Fear holds a lot of us hostage, and most of the time, it’s the fear of something that has not even happened yet and might never happen. Fear ensures that you are either regretting the past or dreading the future which means you are never in the present. It robs you of enjoying your present moments, and life is only in the present. And yet how many of us live in groundless fear of the oven exploding? It’s like if we are not afraid or worried, we are slacking off in some way like we didn’t care enough.

 

So why do a lot of people indulge in fear as a pastime? Have you ever stopped to examine your thoughts? Do it for a laugh and you will be surprised at the trend that you notice. That you are simply recycling past fears and projecting them into the future. All the ‘what ifs’ are just past fears. The insanity about this, is we take conditions from the past, and project them unto the future, where we don’t know of the exact condition; but somehow, we choose to predict the same outcome. It is like thinking, I choked on a piece of meat in a restaurant once, and I will be going to a vegan restaurant, so I’m going to choke on a piece of meat. It is simply absurd! There is no meat in a vegan restaurant for a start.

 

Apart from the absurdity, it is emotionally draining to be running on fear all the time. It also dials down your immunity as your physical resources are marshalled into the fight or flight response. Can you imagine an army of soldiers always in the combat stance, ready to fight someone? How many hours can they stay in that stance before their limbs start seizing up? You can’t keep doing that to your body.

 

From the neuroscience perspective, our brain’s primary function is to keep us alive. Its priority is survival and safety, not peace and happiness. It means it is constantly scanning for threats, it has to, hence, those thoughts of the oven exploding.
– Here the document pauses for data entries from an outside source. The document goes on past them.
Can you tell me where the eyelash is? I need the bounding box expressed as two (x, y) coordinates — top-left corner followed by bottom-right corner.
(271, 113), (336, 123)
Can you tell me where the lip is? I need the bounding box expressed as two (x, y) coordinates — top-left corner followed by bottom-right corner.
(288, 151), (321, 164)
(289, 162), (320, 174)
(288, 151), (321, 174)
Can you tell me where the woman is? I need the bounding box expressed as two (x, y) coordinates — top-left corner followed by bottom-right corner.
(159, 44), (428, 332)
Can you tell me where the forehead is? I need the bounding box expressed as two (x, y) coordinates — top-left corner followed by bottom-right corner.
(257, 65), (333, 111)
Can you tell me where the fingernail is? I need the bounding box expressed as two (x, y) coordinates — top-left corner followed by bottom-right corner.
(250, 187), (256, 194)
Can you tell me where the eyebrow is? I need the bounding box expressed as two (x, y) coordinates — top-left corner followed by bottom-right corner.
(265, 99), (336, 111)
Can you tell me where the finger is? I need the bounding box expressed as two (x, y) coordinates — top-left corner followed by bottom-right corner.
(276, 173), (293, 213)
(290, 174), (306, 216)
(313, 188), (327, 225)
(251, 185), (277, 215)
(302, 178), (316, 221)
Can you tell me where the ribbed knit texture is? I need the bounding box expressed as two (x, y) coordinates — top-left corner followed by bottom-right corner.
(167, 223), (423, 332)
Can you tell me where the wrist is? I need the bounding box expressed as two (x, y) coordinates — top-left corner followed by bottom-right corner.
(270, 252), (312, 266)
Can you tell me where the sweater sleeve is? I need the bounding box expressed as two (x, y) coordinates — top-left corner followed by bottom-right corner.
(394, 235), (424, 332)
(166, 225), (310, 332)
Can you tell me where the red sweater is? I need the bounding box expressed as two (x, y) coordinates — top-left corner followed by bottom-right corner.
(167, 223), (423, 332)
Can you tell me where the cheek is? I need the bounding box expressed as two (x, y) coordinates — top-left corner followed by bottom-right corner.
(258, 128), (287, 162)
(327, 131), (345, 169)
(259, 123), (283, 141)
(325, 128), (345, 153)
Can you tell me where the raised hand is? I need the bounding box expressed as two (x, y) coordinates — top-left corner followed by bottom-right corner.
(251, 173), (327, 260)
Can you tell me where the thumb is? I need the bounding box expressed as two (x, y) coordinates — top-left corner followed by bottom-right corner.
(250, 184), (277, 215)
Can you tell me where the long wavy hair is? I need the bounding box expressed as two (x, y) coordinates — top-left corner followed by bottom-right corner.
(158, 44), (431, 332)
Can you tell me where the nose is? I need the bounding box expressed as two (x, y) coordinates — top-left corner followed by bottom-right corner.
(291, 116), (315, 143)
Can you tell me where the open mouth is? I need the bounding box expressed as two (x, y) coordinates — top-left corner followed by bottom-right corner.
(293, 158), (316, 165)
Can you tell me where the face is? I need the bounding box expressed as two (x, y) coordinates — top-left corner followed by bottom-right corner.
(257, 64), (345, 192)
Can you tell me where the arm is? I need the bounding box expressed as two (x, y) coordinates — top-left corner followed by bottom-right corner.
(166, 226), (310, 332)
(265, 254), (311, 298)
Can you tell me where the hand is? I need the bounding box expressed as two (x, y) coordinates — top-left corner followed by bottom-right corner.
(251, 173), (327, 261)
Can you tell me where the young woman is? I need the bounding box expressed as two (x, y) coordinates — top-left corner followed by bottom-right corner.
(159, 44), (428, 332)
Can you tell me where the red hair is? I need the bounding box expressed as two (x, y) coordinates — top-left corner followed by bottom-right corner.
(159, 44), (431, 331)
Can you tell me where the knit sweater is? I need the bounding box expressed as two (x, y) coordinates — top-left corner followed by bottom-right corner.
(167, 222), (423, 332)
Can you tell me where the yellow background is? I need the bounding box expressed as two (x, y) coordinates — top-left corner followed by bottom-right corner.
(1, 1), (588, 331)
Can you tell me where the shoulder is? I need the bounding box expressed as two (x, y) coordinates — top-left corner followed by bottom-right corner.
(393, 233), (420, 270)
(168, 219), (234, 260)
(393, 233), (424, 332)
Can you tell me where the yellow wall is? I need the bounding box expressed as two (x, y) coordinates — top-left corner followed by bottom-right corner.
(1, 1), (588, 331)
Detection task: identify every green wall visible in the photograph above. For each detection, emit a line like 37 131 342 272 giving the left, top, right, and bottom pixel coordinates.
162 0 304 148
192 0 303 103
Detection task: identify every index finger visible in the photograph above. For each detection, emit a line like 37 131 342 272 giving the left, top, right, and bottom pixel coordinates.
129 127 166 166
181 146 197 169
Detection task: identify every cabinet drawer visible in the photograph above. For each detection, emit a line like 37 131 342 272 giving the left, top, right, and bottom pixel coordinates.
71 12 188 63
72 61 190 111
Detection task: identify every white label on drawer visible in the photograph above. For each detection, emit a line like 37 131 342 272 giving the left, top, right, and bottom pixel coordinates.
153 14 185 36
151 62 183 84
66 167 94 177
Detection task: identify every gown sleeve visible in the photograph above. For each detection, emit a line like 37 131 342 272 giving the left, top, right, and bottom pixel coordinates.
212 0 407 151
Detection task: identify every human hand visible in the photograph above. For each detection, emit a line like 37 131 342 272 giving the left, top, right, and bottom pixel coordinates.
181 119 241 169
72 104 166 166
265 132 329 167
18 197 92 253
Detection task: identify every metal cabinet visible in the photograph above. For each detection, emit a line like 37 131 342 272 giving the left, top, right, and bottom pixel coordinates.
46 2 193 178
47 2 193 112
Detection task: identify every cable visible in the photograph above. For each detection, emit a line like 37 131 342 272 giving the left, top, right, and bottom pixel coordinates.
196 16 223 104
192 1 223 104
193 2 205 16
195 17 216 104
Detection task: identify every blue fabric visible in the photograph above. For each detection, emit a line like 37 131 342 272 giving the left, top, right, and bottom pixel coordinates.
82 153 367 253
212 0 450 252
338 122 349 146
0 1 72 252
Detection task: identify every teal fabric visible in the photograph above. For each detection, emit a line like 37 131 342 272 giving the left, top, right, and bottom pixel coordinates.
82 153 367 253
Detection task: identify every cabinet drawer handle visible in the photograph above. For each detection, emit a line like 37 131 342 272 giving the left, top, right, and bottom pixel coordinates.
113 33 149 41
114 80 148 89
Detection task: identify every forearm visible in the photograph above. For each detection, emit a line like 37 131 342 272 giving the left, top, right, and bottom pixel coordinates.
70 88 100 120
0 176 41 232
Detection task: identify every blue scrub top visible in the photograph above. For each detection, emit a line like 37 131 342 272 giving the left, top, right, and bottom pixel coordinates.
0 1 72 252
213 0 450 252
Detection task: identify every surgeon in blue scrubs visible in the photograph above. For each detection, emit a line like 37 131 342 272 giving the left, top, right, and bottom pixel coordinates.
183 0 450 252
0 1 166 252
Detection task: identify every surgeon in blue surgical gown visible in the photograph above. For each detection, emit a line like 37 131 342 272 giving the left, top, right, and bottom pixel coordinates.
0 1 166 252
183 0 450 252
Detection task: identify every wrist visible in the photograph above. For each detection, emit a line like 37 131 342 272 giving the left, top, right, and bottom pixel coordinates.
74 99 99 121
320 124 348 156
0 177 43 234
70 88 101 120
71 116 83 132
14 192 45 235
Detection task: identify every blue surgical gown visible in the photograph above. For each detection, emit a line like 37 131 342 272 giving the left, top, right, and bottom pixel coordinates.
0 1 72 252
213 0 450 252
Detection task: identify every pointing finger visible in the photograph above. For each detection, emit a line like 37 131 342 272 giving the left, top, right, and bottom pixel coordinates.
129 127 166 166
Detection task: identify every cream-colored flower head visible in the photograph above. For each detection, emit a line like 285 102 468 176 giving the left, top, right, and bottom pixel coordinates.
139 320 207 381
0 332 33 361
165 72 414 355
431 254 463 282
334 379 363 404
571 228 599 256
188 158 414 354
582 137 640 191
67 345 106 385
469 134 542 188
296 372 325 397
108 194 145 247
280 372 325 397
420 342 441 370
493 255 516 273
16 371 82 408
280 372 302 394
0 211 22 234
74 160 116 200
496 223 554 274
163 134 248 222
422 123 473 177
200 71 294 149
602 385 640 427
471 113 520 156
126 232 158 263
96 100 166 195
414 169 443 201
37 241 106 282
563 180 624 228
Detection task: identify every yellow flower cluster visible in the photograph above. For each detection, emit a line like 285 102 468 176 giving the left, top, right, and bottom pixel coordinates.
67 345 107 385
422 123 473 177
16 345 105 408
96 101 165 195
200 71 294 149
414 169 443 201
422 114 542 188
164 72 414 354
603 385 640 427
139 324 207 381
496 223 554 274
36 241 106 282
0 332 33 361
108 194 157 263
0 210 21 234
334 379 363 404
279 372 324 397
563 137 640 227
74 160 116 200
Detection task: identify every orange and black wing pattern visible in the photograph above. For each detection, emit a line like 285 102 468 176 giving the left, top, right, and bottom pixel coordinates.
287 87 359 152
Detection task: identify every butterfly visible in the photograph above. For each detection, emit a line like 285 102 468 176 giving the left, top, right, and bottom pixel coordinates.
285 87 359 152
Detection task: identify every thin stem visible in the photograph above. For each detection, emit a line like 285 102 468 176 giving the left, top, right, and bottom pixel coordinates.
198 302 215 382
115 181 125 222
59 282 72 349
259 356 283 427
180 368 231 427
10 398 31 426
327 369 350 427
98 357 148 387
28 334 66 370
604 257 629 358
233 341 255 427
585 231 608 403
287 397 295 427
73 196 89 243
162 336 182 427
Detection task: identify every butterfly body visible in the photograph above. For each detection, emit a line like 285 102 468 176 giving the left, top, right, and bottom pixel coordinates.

Your work is to leave the ‘army’ to worry about defence, and for you to concentrate on the business of enjoying your life.

 

To enjoy your life and not be held hostage by fear, you need to be able to do two things:

 

  1. Switch from fear into excitement
  2. Turn fear into fuel

 

That’s because fear and excitement are both aroused emotions. In those states, the heart beats faster, cortisol levels increase, and the body prepares for some type of action. The only difference is one is positive, and the other negative. 

 

The good thing is that it is easier to cross over from one aroused emotion into another than to go from aroused emotion into a calm one. Think about it. The body has already got the chemicals ready, and it is up to you to either use it for fear or excitement. On the other hand, if you are trying to go from fear to calm, the body has to go and produce a whole new set of chemicals, and it’s not as easy. That is why going from fear to calm is not the fastest route. I don’t know about you, but I will choose excitement over fear any day if I had a choice, and now you do. It is as simple as changing your language to change your emotional state.

 

Once you have switched from fear to excitement, the next thing is to use that excitement to go after what you want. Use it to fuel your dreams. It is easier to go full throttle at something that excites you than something that scares the wits out of you.